The long-standing duopoly in international netball is under threat and Netball New Zealand admit they are "strategically concerned" following a huge cash injection into the English game.
Since 1983, the Ferns and Diamonds have finished in the top two of every world championship and Commonwealth Games tournament (except for Irene van Dyk's South Africa in 1995), with other nations always some distance back.
England Netball received £25.3 million ($47.6 million) from Sport England as they aim to build on the momentum of last year's Olympics.
It should put England - who already have playing numbers to rival New Zealand's - in a position to challenge the Silver Ferns and close the gap. They have already started to do so - winning a series against Australia for the first time this week after taking the first two tests 58-53 and 51-49, with the third test played overnight.
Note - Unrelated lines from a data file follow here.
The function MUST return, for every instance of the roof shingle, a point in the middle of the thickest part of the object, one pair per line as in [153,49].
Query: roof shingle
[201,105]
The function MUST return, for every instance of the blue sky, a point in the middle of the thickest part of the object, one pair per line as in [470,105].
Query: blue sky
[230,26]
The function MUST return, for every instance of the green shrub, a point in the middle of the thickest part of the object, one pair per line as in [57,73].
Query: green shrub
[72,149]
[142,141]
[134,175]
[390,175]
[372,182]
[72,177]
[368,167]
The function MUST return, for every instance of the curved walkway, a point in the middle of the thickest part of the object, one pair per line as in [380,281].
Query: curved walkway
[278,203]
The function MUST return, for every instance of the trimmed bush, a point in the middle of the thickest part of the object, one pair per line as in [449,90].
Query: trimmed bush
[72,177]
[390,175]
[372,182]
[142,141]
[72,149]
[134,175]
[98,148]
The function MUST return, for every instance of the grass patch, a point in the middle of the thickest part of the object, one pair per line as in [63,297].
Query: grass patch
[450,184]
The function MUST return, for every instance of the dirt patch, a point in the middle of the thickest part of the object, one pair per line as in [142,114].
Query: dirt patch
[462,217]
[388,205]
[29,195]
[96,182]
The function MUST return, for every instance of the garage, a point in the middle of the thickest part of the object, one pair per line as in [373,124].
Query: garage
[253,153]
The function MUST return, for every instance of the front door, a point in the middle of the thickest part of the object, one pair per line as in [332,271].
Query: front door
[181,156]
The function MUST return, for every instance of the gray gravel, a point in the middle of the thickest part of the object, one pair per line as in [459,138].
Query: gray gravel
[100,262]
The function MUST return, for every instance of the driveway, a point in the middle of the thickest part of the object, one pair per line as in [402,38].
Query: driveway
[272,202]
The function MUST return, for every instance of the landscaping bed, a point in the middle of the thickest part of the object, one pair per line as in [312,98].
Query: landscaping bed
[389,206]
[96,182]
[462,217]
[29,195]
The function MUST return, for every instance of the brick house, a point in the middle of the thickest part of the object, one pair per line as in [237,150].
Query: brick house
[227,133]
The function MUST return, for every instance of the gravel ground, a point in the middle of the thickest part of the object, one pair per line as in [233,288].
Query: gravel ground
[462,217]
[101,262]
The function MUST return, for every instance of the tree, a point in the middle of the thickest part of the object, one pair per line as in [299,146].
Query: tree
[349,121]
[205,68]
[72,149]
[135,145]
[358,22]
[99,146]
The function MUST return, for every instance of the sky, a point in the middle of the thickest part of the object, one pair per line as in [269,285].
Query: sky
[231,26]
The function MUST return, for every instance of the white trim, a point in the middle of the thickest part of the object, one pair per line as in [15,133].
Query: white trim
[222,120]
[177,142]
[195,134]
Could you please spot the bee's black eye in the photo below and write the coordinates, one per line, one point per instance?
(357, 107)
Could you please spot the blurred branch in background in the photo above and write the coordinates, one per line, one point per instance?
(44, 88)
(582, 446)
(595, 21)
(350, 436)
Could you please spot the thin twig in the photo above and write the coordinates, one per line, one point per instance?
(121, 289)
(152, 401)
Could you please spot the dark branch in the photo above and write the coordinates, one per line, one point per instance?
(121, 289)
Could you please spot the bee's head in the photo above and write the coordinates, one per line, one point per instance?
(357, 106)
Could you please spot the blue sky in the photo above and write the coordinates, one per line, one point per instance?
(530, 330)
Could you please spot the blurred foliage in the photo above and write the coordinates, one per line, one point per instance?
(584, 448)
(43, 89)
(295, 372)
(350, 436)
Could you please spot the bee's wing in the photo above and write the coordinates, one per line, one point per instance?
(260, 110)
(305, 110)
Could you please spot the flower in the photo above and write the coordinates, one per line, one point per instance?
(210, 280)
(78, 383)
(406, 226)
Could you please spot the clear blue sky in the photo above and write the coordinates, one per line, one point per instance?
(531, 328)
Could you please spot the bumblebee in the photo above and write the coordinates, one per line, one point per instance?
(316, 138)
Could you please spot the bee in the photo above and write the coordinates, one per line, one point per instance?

"We knew the funding was coming; it was a surprise to see that level and a little hard to comprehend," says Netball New Zealand CEO Raelene Castle. "It is roughly equivalent to the entire Sport New Zealand budget, which is quite staggering. It will definitely grow the sport there and lift the profile. It is a massive competitive advantage - so there are definitely some risks for us."
Silver Ferns coach Waimarama Taumaunu says: "I have always regarded them as a sleeping giant of netball."
Taumaunu was England's national performance director between 1998 and 2003 and assistant coach at the 2003 world championships.
"In terms of player numbers, they have the best base of any nation, bigger than us or Australia. [The funding] could be a real threat for us but overall, that is a good thing; it's great for the sport," said Taumaunu.
Netball NZ is also wary of losing coaches to the Northern Hemisphere, with substantial packages expected to be offered to the best Australasian coaches to relocate.
"It wouldn't be a new thing," says Castle, who points out that Taumaunu and former NZ coach Lyn Gunson (Parker) spent long periods in the UK, "but we have to be worried. Just like in other sports, professional coaches will make the most of whatever options are out there.
"From a New Zealand point of view, we have to hope - and we remain confident - that working in the Ferns set-up will remain the ultimate ambition for our coaches and keep our best talent in this country."
Despite its (relatively) low profile, netball in England has made substantial gains. Playing numbers have quadrupled since 2009, with much of that growth off the back of a grant of around £19 million ($35.7 million) which meant they could employ 90 new coaches.
The latest grant is earmarked for grassroots netball but a good administrator can always find ways to funnel some of it into high performance.
The transformation won't happen instantly - though England's two wins over Australia last week were just their third and fourth ever over the Diamonds - but should be pronounced.
"England have always had the players - they produce great athletes," says Castle. "Where they perhaps have fallen down in the past has been in systems and structures. If they get those in place, we have to be worried - absolutely they will be a threat.
"I like to think that the ANZ Championship provides a level of competition head and shoulders above that of anywhere else and hopefully that keeps us ahead of the game."
England will look forward to some 'home' success at the 2014 Commonwealth Games in Glasgow but are targeting a top two finish at the 2019 world championships, which are almost certain to be held in England.